There were 4.83 million advertised job openings in October, according to the BLS’ Job Openings and Labor Turnover Survey released Tuesday morning, up following a slight dip to 4.69 million in September. October’s improvement came despite a slight decline in new job postings with state and local governments, the BLS noted.
Total openings are up 21 percent since October 2013.
Actual hires, however, were down slightly month-over-month following a spike in September, from 5.08 million to 5.06 million. Hiring is up 12 percent year-over-year, a strong pace, but not as good an acceleration as in job creation.
The improvement in gross job creation and hiring reported by the JOLTS report matches the strong net job creation numbers from the more widely watched monthly employment report.
Friday’s job report showed the U.S. adding 321,000 jobs in November and the unemployment rate holding steady at 5.8 percent, the latest evidence that the labor market’s progress has accelerated throughout 2014.
Tuesday’s JOLTS report contains finer detail about the state of the job market, although it tends not to move markets as the monthly jobs report does because it comes out on a one-month lag.

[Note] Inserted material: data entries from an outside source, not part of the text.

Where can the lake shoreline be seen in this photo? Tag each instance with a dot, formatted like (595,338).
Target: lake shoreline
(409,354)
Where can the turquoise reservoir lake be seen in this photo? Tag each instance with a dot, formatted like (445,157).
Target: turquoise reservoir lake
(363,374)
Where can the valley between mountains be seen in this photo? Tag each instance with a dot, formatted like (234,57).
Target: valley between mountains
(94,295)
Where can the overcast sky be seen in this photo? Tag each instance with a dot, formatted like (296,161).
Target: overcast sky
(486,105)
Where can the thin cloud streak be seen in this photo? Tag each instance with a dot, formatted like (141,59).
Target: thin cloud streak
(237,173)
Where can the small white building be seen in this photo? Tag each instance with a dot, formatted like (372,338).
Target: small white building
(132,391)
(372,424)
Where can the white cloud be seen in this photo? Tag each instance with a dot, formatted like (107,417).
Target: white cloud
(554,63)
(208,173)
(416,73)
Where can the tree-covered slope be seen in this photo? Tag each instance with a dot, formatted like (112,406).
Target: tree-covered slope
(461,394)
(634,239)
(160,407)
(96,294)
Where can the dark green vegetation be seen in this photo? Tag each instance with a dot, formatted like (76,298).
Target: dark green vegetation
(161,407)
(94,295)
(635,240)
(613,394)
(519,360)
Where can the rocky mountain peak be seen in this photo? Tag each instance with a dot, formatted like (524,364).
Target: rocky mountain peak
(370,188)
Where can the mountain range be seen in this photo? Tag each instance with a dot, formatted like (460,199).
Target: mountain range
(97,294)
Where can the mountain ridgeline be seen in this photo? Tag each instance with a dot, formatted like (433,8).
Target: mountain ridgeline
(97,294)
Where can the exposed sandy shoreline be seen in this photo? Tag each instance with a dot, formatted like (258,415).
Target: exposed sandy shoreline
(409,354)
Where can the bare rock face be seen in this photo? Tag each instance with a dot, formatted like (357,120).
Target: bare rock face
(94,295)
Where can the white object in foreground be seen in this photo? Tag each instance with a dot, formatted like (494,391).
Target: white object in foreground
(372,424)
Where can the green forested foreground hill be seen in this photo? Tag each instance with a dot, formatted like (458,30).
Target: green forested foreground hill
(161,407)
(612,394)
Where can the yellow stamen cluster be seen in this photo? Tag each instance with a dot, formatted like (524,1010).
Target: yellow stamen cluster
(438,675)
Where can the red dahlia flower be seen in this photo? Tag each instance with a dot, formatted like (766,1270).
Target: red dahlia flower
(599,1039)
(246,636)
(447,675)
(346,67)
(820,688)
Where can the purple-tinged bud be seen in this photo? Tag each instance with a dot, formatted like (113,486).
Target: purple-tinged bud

Total separations, including layoffs, quits and firings, remained steady in October, according to the BLS.
Quits, which are usually interpreted as a vote of confidence in the labor market, declined slightly in the month to 2.72 after a big jump in September from 2.51 to 2.74 million. The quits rate ticked down from 2 percent to 1.9 percent. A normal, healthy level is just above 2 percent.
Quits and other indicators of job market churn feed into the evidence that Federal Reserve officials review in making decisions about monetary policy.
Fed officials are scheduled to meet in Washington next week to set the central bank’s monetary policy. A key question facing Chairwoman Janet Yellen and other members is whether the job market has improved to the extent that they can move up the expected date of the first increase in short-term interest rates since the recession began.
Currently, the Fed’s monetary policy statement guarantees that rate hikes will not come for a “considerable time.” But Yellen and others have stressed that their decisions will be based on incoming data. Following the recent run of positive news about the economy, investors will be looking out for the possibility that the “considerable time” language is dropped in the Fed’s official statement next Wednesday.